I media, anche quelli italiani, si sono interessati a più riprese del sistematico aumento di episodi di razzismo ai danni della comunità asiatica negli Stati Uniti dall’inizio dell’epidemia di Covid-19. Alcuni ricercatori delle Università di Melbourne e del Queensland hanno messo a confronto i dati delle aggressioni statunitensi con quelli disponibili per l’Australia. Contrariamente alle ipotesi iniziali, dallo studio è emerso che non vi erano grosse differenze tra Canberra e Washington in termini di diffusione di fenomeni razzisti contro persone asiatiche. Al di là della differente copertura mediatica, l’incremento di discriminazioni razziali ha caratterizzato anche l’Australia.

Dalla ricerca, inoltre, è emersa una differenza sostanziale tra i fattori che determinano questo fenomeno nei due Paesi. Negli Stati Uniti i casi di aggressione sono collegabili soprattutto al bipolarismo politico, con una netta diversità tra democratici e repubblicani. In Australia, invece, questo fenomeno sarebbe legato a una più vasta gamma di fattori socio-economici oltre all’affiliazione politica, quali età, genere, condizione lavorativa e disponibilità economica.

Lo stato attuale del razzismo contro la popolazione asiatica in Australia

La comunità asiatica in Australia è composta da individui di diverse nazionalità, lingue e culture. Tuttavia, per quanto riguarda gli episodi di razzismo legati all’epidemia e alla sua narrazione mediatica, rivolta prevalentemente alla popolazione cinese, le diverse comunità presenti in Australia hanno riportato esperienze simili.
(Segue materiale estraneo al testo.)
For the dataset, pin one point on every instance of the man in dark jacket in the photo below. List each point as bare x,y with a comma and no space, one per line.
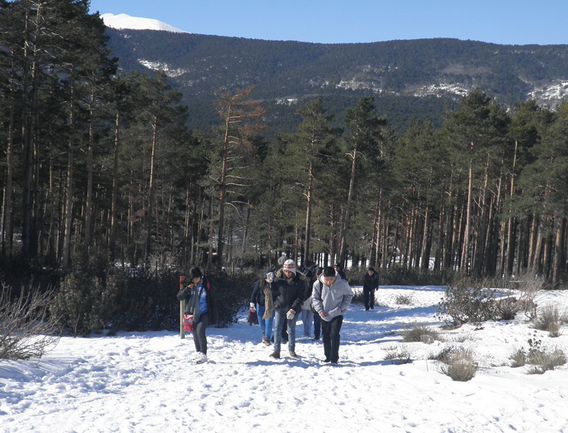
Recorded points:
370,286
201,304
288,294
258,303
In quanto a discriminazione, infatti, spesso gli individui di origine cinese e quelli provenienti da altre aree del continente asiatico subiscono lo stesso genere di trattamento.

Un rapporto preliminare dell’Asian Australian Alliance uscito nel 2020 evidenzia delle tendenze comuni negli episodi analizzati. Ad esempio, nel 65% dei casi le vittime degli episodi razzisti erano donne, nell’84% dei casi gli aggressori erano sconosciuti, mentre la maggior parte degli episodi sono avvenuti in luoghi pubblici come strade. Tra le argomentazioni che ricorrono più di frequente durante le aggressioni troviamo riferimenti alle abitudini alimentari, alle malattie e alla politica cinese.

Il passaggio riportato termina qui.